Cricketers hit the wicket as part of an annual charity game in memory of a much-missed sports fan - and help a teenager battling serious illness.
The match took place at Wearmouth Cricket Club to remember Sunderland supporter and retired firefighter George Summerside, who died in 2012.
Nicknamed “The Podge”, George, of Roker, who would have turned 59 today was a regular fixture at SAFC matches while also being a fervent supporter of the England cricket team, following the side all over the world.
Popular George’s improvised hoardings for Pallion’s Marshall Murray Domestic Appliance Engineers, Lilians Blinds in Southwick, and Roker Tandoori had TV viewers worldwide baffled during coverage of the England-Bangladesh test match in Chittagong back in 2010.
An annual match has been held ever since he passed away and organisers decided that this year’s event would benefit Sunderland teenager Natalia Rooks, who has been diagnosed with the aggressive bone cancer Ewing sacroma earlier this year.
The 17-year-old is now hoping to raise £6,000 to fly to America later this year where she will undergo proton beam radiotherapy which will reduce the size of the tumours and mean that she does not need major surgery.

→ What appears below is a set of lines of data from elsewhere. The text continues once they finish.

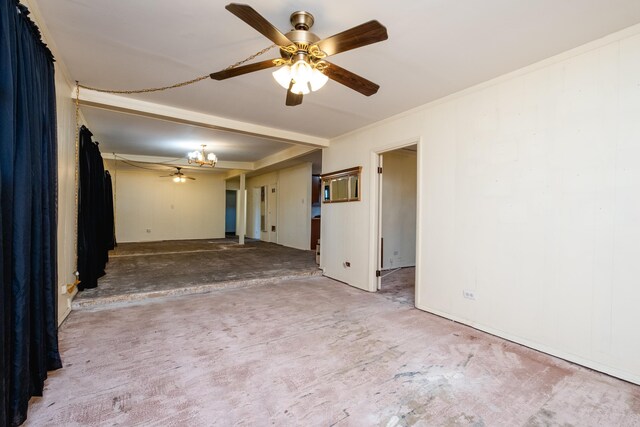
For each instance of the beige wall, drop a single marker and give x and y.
(151, 208)
(528, 195)
(294, 209)
(399, 209)
(294, 205)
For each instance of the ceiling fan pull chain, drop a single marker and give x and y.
(255, 55)
(173, 86)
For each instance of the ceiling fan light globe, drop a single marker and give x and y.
(301, 72)
(300, 89)
(318, 80)
(283, 76)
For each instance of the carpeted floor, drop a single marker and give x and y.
(311, 352)
(139, 271)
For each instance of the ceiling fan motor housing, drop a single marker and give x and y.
(301, 20)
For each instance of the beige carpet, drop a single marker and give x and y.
(311, 352)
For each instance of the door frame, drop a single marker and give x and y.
(376, 211)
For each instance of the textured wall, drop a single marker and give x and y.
(150, 208)
(529, 196)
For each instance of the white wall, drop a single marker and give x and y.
(294, 205)
(399, 209)
(66, 132)
(66, 192)
(529, 195)
(171, 211)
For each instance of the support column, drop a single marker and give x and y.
(242, 211)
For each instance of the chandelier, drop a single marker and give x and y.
(198, 157)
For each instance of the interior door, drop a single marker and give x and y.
(379, 226)
(272, 217)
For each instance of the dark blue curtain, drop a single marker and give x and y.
(95, 213)
(28, 175)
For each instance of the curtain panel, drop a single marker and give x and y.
(95, 213)
(28, 213)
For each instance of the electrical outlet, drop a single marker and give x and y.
(469, 294)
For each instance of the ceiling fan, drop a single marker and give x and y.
(178, 176)
(303, 67)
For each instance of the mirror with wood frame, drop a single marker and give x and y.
(341, 186)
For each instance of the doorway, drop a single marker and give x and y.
(230, 213)
(397, 221)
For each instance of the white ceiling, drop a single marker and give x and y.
(435, 48)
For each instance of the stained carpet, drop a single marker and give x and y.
(311, 352)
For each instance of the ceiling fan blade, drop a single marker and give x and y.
(238, 71)
(293, 99)
(362, 35)
(258, 22)
(350, 80)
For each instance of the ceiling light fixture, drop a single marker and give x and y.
(198, 157)
(300, 77)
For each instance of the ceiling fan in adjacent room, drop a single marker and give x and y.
(303, 64)
(178, 176)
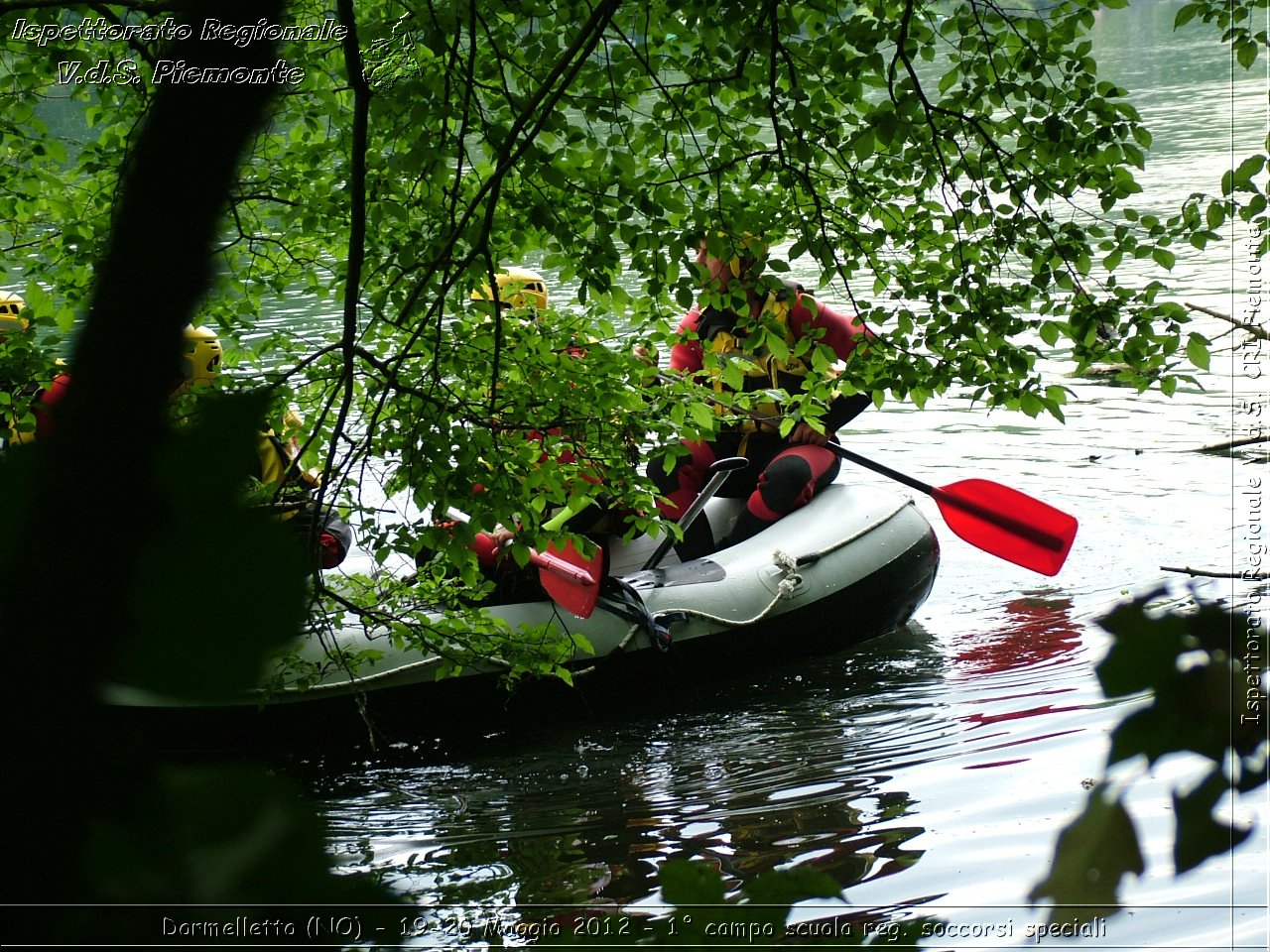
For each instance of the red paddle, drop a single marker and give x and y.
(568, 578)
(1005, 522)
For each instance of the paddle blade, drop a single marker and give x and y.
(1007, 524)
(570, 579)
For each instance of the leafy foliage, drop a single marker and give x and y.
(1203, 675)
(955, 172)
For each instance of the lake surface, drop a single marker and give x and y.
(929, 771)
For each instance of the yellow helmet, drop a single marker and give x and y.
(517, 287)
(202, 359)
(10, 313)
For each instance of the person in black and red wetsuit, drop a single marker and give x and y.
(785, 471)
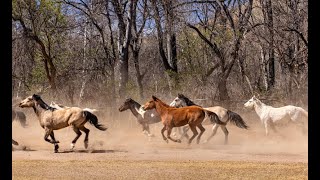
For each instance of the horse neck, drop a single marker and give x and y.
(190, 103)
(134, 107)
(41, 107)
(161, 107)
(258, 107)
(38, 110)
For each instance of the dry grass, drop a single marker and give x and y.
(146, 169)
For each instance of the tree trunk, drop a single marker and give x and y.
(222, 88)
(138, 74)
(124, 38)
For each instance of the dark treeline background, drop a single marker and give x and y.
(100, 52)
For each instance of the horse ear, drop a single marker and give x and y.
(35, 97)
(154, 98)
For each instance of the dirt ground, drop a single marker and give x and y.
(123, 152)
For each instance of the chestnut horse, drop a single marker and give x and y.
(53, 119)
(177, 117)
(144, 118)
(224, 114)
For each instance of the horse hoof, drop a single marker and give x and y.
(56, 147)
(72, 146)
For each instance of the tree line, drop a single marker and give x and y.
(107, 50)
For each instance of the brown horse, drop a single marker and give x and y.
(53, 119)
(21, 117)
(176, 117)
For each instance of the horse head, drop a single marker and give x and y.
(179, 101)
(27, 102)
(150, 104)
(251, 102)
(126, 105)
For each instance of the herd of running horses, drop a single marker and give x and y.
(180, 113)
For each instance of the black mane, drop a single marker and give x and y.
(187, 100)
(42, 103)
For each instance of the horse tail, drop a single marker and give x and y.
(15, 142)
(214, 118)
(237, 120)
(22, 118)
(304, 112)
(90, 110)
(94, 120)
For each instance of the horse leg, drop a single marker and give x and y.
(272, 126)
(53, 138)
(202, 129)
(162, 132)
(15, 142)
(169, 129)
(86, 138)
(195, 133)
(147, 129)
(266, 127)
(214, 131)
(77, 131)
(184, 132)
(226, 133)
(56, 146)
(47, 133)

Teams representing The Jacksons and The Howard Arms, both pubs which George used to drink in, face off for the game.
George’s brother Paul, 54, told the Echo: “After George died someone made the suggestion that with him doing a lot for charity, we wanted to carry it on in his name.
“We really want people to use it as a release and not mope because George wouldn’t have wanted that and we want to celebrate his life.
“My daughter Becca is a friend of Natalia and when we found out she what she has been diagnosed with, it was a no-brainer to raise money for her at the match.
“The girls managed to raise £120 alone from selling wristbands and I’d say, even though there is some money to come in, we’ve raised £800 so far, which we’re really pleased with.”